MEMPHIS -- The nine white towels on the floor of the Florida locker room, soaking wet and sporadically placed, served as evidence of another victory. As has become tradition for this streaking Florida team, the Gators players doused coach Billy Donovan with water from a cooler after they blew past Dayton, 62-52, to advance to the Final Four on Saturday night.
Donovan showed veteran savvy after the win, learning from the dousings he got after clinching the SEC regular season and SEC tournament titles. "I took my shoes off," Donovan said as he walked to his press conference. "They've got me when I least expected it. So I was a little bit better prepared this time."
Should we be prepared for Donovan's next dousing in North Texas next week? The Gators have won 30 games in a row and head to the Final Four as the prohibitive favorites to win the national title.
Florida advances to the Final Four for the fifth time in program history and the fourth time under Donovan. If the Gators win the title this year, he'll become just the sixth coach to win three national titles.

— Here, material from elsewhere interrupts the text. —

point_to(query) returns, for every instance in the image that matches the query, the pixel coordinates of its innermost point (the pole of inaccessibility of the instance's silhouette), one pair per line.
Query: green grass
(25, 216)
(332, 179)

He'd join Indiana's Bob Knight (3) and Connecticut's Jim Calhoun (3) and trail only Mike Krzyzewski (4), Adolph Rupp (4) and John Wooden (10) on the all-time list.
The narrative of this Florida Final Four team revolves around resolve built from heartache and patience and serves as a testimony to player development.
To get to this point, the Gators' four seniors have endured three consecutive losses in the Elite Eight, to Butler in 2011, Louisville in 2012 and Michigan in 2013. But on Saturday, the Gators imposed their will on the overmatched Flyers, as if unleashing the fury from the collective pain from coming so close in the past three NCAA tournaments. Florida jumped out to a 14-point halftime lead, held Dayton star Jordan Sibert scoreless and never let Dayton within striking distance in the second half.
"It just feels right," Florida senior Patric Young said. "Honestly, I hate to say that we deserve it. But we earned it. It feels like this is where we're supposed to be."
How did Florida get here? Look no further than Donovan's ability to recruit and develop roster spots 7 to 13. Florida assistant coach Matt McCall said that in staff meetings at Florida, the phrase "7 to 13" is often spoken about philosophically, as the Gators staff wants to find players who have the ability, work ethic and patience to come in on the back end of the roster and develop into elite players.
"The one thing we do is really try and find guys that know that they're going be from 7 to 13, and I love being around them," Donovan said. "They may not be the most talented, but they're great kids and eager to learn and get better and there's a competitiveness to them."
All four of Florida's seniors starters have been in that category. Wilbekin was such an offensively liability his freshman year that Butler coach Brad Stevens yelled at his players for guarding him on the perimeter, screaming, "Let him shoot." He's gone from 28 percent from three-point range to 39 percent, with a polished enough offensive game to win SEC Player of the Year.
He led the Gators with 23 points on Saturday night and won the South Region's Most Outstanding Player. He's scored 67 points, dished 12 assists and turned the ball over just twice in the NCAA tournament. "I'm happy about the award," he said. "But it's nothing compared to winning."
His three senior teammates who developed on similar planes agreed. Young evolved from a massive 240-pound body to a useful one, as his hammering of Dayton's Matt Kavanaugh in the post on Saturday showed. Young finished with 12 points, six rebounds and four blocks. Will Yeguete went from seldom-used bench warmer to the consummate glue guy, giving Florida gritty defense, rebounding and not requiring many offensive touches. Casey Prather made one of the most impressive leaps in all of college basketball this year, going from a reserve averaging 6.2 points per game as a junior to the leading scorer (14.0) for Florida.
Two plays on Saturday showed Florida's veteran savvy. The first came with 3:08 remaining in the first half when Young tipped an inbounds pass by Dayton's Schoochie Smith and Wilbekin took the loose ball for a coast-to-coast lay-up. That put the Gators up five, a key play in the run that ultimately unraveled Dayton. The Flyers tied the game at 23 with 4:41 remaining in the first half and ended up down 14 at halftime.
The capper to that first-half avalanche came when Wilbekin drilled a three-point shot over Dayton's Vee Sanford as time expired. "That was a tough one," Sanford said. "That was actually in my face."
The play summed up Wilbekin's savvy, as he noticed the shot clock was off after Dorian Finney-Smith snared an offensive rebound. He dribbled out the clock to wait for the final shot. And when Donovan signaled for a high-ball screen by Young, Wilbekin audibled to a clear-out play called "flat" where the four Florida players retreat to the baseline. He rose and drilled a picturesque three-pointer.
"He said, 'Can I go flat?' Donovan said. "I trust him. That worked out well."
Everything has worked out pretty well for these Gators the past few months. And the way that they're streaking into the Final Four, don't be surprised to see Donovan addressing his team barefoot late on Monday night.